Pourquoi est-ce aussi déterminant ?
L’étape de fixation des lieux est fondamentale. “Les premières constatations faites dans n’importe quel crime ou délit sont la pierre angulaire de tout procès” comme disait Birschoff. Considérant cela, le gel 3D de scènes de crime pourrait bien représenter la plus grande avancée depuis le développement de l’analyse ADN.
En effet, il est capital lorsqu’une scène de crime est découverte d’éviter de la polluer et de dégrader les potentielles preuves. On peut prendre des photos, noter les agencements des différents items comme expliqué précédemment, mais le fait est que chaque minute qui passe et chaque mouvement déflorent un peu plus les éléments. De plus, jamais les photos et croquis ne rendront exactement et avec précision la réalité. Les enquêteurs devaient “faire avec” comme on dit.
Désormais, le geste premier, avant toute dénaturation de l’environnement sera de planter le scanner laser à différents points stratégiques de la scène (afin d’éviter les *roulements de tambour* “angles morts”) pour capturer les alentours en trois dimensions sous la forme d’un nuage de plusieurs dizaines de millions de points. Chaque point restituant une mesure précise au dixième de millimètre.
De cette manière, après traitement du nuage en y apposant des textures pour une meilleure lisibilité, les enquêteurs auront à disposition l’équivalent d’une photographie en 3D haute définition du cadre, dans laquelle ils pourront se plonger et analyser les moindres détails. Et quand on parle de détails, cela peut être aussi subtil que le relief d’empreintes de pas, des rayures sur une carrosserie ou encore des traces de sang. Grâce à ce média on peut reconstituer beaucoup plus précisément et simplement les trajectoires balistiques, ou encore se placer sous des angles intéressants, ce qui serait impossible avec de simples photographies…
Grâce à certains logiciels comme PhotoModeler 3D, on peut même combiner le nuage de points avec des photographies d’époque pour recréer exactement l’environnement tel qu’il était lorsque le crime fût commis. Ainsi, on pourra extraire des mesures précises, que l’on avait oubliées de faire ou pas pu faire au moment de l’étude.

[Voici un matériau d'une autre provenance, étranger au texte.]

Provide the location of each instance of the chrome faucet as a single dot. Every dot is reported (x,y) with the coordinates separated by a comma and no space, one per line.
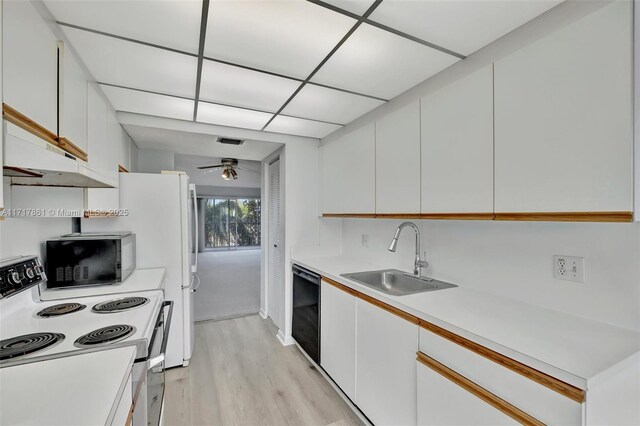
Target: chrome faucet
(419,264)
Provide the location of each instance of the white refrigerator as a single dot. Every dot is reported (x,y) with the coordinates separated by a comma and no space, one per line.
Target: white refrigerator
(162,213)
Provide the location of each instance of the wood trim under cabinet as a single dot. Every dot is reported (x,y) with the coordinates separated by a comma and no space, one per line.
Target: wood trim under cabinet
(351,215)
(539,377)
(15,117)
(480,392)
(619,216)
(71,148)
(340,286)
(457,216)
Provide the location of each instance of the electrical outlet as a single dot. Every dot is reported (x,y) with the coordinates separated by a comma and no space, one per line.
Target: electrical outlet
(568,268)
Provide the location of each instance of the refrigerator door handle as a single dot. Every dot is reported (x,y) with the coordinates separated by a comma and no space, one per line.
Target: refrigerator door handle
(192,189)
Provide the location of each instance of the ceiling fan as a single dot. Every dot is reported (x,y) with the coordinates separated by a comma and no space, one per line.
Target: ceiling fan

Des applications aussi nombreuses que diverses
En plus de son apport considérable dans le domaine de la criminologie, l’utilisation du scan 3D laser peut également s’étendre aux enquêtes sur les accidents de la route. Les services secrets eux-mêmes utiliseraient la technologie de manière préventive, pour analyser une zone et déterminer, avant une visite présidentielle, les endroits ou un malfaiteur serait susceptible de cacher armes et explosifs.

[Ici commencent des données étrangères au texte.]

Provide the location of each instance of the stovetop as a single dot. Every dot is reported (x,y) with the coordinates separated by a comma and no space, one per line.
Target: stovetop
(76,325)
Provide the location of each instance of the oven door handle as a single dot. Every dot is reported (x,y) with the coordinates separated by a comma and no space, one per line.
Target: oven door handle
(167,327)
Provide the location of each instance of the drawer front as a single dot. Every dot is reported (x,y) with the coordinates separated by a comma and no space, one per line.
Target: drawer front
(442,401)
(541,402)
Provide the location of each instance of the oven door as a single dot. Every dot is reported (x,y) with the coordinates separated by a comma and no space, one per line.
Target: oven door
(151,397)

Le scan laser est également utilisé dans certains cas par le médecin légiste avant de commencer la partie de l’autopsie destructrice pour le cadavre. De simples photos des hématomes, contusions ou autres écorchures, ne rendraient pas les textures et les reliefs comme le fait parfaitement le Lidar. Ce qui serait dommageable pour la précision des informations et des données.

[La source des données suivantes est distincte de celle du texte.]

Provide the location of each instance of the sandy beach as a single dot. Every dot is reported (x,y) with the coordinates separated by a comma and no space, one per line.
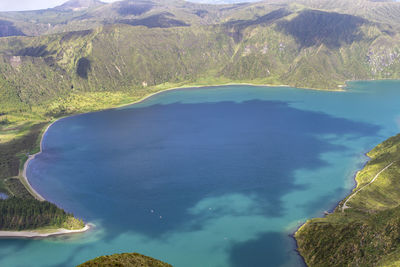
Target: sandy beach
(42,234)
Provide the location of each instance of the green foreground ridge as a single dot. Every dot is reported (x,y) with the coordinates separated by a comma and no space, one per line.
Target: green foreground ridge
(125,259)
(364,229)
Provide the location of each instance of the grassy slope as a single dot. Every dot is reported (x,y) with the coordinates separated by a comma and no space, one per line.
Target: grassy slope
(126,259)
(367,233)
(49,76)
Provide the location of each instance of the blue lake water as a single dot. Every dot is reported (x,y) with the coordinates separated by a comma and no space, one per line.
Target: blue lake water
(207,177)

Déroulement d’une opération
Une fois la macabre découverte signalée aux autorités, les experts appelés Groupe d’Etat des Lieux (GEL, le bien nommé) sont déployés pour s’occuper des scènes de crime. Ils sont envoyés partout en France ou à l’étranger et ce sont les premiers sur les lieux, ce sont eux qui sont responsables de figer l’environnement dans le temps et dans la meilleure qualité possible.
Grâce à des drones permettant de récolter des photographies aériennes, il est possible de fixer des scènes de grande ampleur en couplant la méthode avec la photogrammétrie comme évoqué précédemment. Une étude balistique permettra ainsi d’hypothétiser la position du ou des tireurs par rapport à la scène.
Une fois l’environnement modélisé à partir du nuage de points, les résultats peuvent être envoyés aux différents départements criminalistiques selon le besoin : la balistique, la morphoanalyse de traces de sang, ou encore les experts en accidentologie du département véhicules. Le modèle 3D peut aussi servir lors de la reconstitution des événements, une fois l’affaire amenée au tribunal.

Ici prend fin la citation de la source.